Esse imperativo político e moral não deve se limitar ao plano interno, mas articular o nacional e o internacional. As ações da presidência da república em nível mundial precisam sempre ter em mente que não se pode facilitar o trabalho do inimigo interno, porque o mundo com mídias sociais mudou a forma de veicular as ações políticas e a forma de construção discursiva das hegemonias.
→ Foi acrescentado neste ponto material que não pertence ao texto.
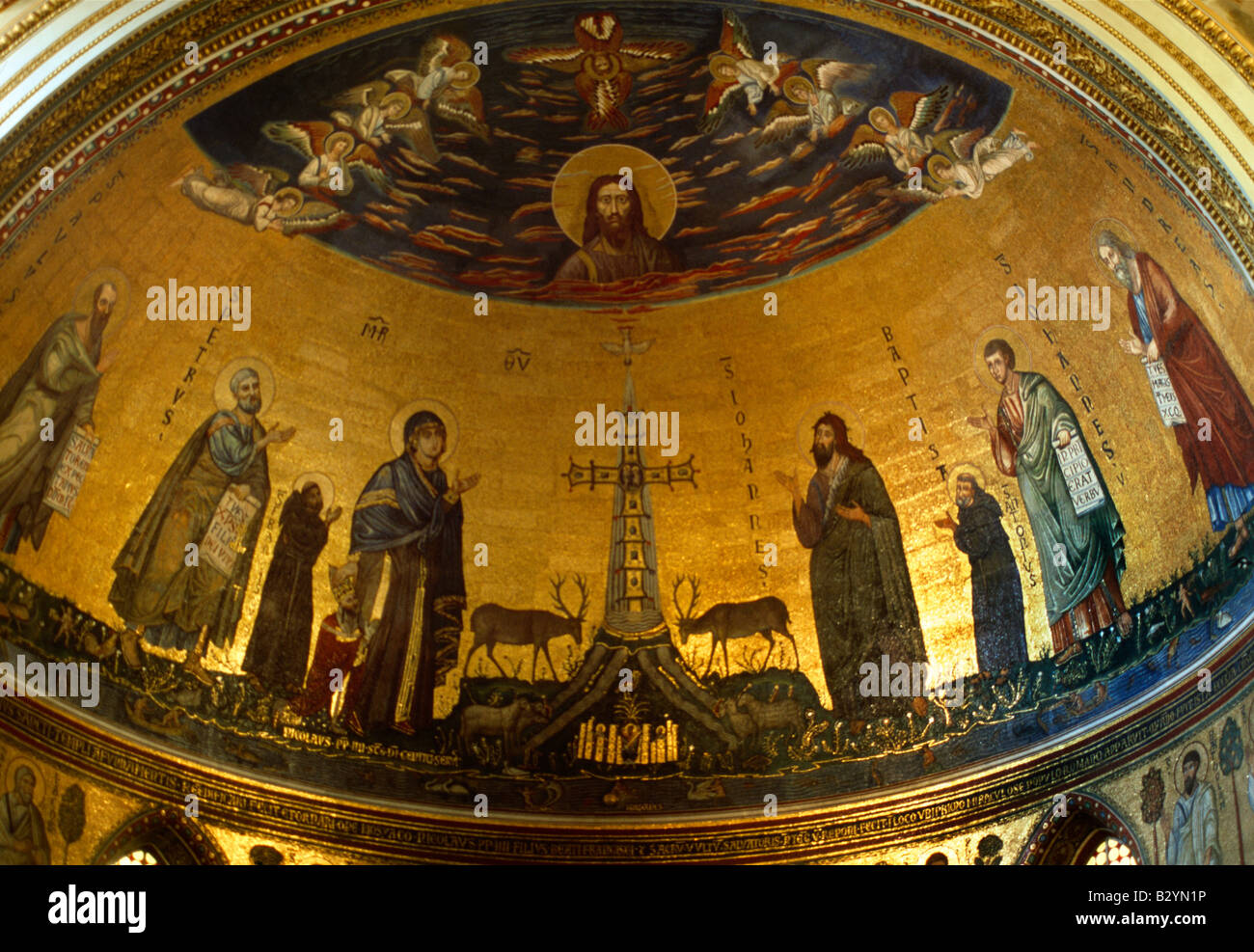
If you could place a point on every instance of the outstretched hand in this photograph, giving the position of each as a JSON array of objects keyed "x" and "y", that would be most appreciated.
[{"x": 854, "y": 513}]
Isto significa medir de forma estratégica cada ato na arena internacional como sendo um ato que também se apresenta na arena nacional. Que fique claro: não se trata de renunciar a princípios que balizam a própria existência da visão de mundo da esquerda diante da atual crise estrutural do capitalismo, mas sim de medir com absoluta clareza as consequências internas das ações adotadas (com atos e palavras) sobre as questões que dizem respeito ao cenário internacional. Hoje, o nacional e o internacional estão mais ligados do que nunca na história das civilizações. Seria um erro grave achar que se pode viabilizar um governo nacional de frente ampla democrática e reconstrutiva do país e ao mesmo tempo efetivar uma política internacional balizada apenas pelas políticas que seriam próprias supostamente a um governo de esquerda. Esta divisão entre o interno e o externo é falha e vai gerar condicionantes internos ainda mais restritivos do que já o são, pelas atuais relações de força tanto nas instituições da democracia representativa como na sociedade em geral.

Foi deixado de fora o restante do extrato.